この四つの町で一番有名な武器屋はコスモタウンにある〈アルムクリエ〉と言う店なのだが。

町の端っこにあるもんだから、なかなかいけないのである。

かと言ってコスモタウンには他にも良い店がいっぱいあるので、コスモタウンには行くつもりである。

そのためにまずは、この四つの町を繋ぐ中央広場にやってきた。

 この中央広場の真ん中には、魔法石のなる木が生えている。この世界で魔法を使うと体内の魔力が外に放出されたのち、まだ使える魔力はこの木に魔の法石として実り、使えない魔力は魔物となって森に現れる、そしてそんな魔物を倒す、騎士団などもあったりする。

(僕は将来騎士団の隊長になって見たいなぁ)、ハクアは道を歩きながらそう考えていた。

 しばらく歩いているとコスモタウンの街並みが見えてきた、白を基調としているのと、ところどころにパステルカラーが散りばめられている事によって、すごくメルヘンな感じだ。

「ねぇ、そこの人」

突然少年に話しかけられてた、

「これ、落としましたよ。」

しかし彼が持っている物は巻かれた紙で、しかも見覚えもない、

「勘違いじゃないですか?」

と否定したが、

「いやっこれは君の手に渡る物であっている、君にはその資格があるのだから。」

と巻かれた紙をグイグイ押し付けながら言ってくるもんだからハクアは思わず手に取ってしまった

「その地図に書かれている所に行って、剣の精霊に会ってこい、シュベルトヘルトじゃひとまずこれで、また近いうちに会う事になるだろう。」

そう言って、人混みの中に消えていった、ひとまず紙を広げると本当に地図が書いてあった、だが地図の示す場所は森で一人で行けそうに無い。

ハクアは仲間を集めるため学校に戻った。

 この学校には依頼を書いて張り付けられる掲示板がある、そこに名前とクラスと依頼を書き張り付けたら良い子が依頼書を持ってクラスまで来てくれる。

まぁ報酬が無いと誰もやってくれないので期待はしてないが。
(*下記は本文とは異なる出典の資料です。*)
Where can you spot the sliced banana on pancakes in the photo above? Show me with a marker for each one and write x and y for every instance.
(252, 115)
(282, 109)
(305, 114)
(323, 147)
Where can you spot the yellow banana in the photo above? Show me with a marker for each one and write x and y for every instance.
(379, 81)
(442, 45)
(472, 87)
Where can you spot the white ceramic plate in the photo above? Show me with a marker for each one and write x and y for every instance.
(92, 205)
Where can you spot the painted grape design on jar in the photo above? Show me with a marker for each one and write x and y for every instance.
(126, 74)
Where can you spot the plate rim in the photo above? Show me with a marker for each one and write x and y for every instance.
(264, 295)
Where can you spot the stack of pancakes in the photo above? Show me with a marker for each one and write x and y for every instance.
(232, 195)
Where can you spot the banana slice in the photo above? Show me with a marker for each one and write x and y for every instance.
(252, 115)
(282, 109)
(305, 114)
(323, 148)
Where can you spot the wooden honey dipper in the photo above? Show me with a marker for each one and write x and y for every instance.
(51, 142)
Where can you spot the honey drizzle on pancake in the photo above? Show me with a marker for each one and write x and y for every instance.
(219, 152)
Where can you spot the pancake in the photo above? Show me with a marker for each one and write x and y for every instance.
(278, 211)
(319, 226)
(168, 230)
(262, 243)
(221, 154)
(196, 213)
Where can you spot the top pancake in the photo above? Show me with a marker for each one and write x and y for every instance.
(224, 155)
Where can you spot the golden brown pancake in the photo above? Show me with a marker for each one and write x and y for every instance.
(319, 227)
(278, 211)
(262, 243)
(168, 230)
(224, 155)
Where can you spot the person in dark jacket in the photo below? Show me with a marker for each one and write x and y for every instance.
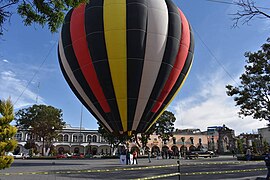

これで明日の昼まで待って人が来たらその人と行こう、来なかったら諦めるか、タルトを誘おう。

そうハクアは決意し、誰かが来るのを待った。

 次の日の昼になった。

だが全然来る気配がない、諦めてタルトを誘おうと思い、席を立つと

「ねえ、お前ハクアだよね、依頼受けるよ。」

と話しかけて来た、魔導書使いのマウだった。

「ありがとうございます。じゃあそれぞれ準備して行きましょうか。」

僕はそう言いひとまず別れ準備をした。

 準備をし正門へ向かうと、マウがいた彼のクールな姿はバンパイヤを連想させるほど、かっこよかった。

彼は僕に気付と

「それじゃあ行こうか。」

と話しかけ、出発した。

 森の中マウと一緒に歩いていたが、マウは同じ一年生とは思えないくらい落ち着いている。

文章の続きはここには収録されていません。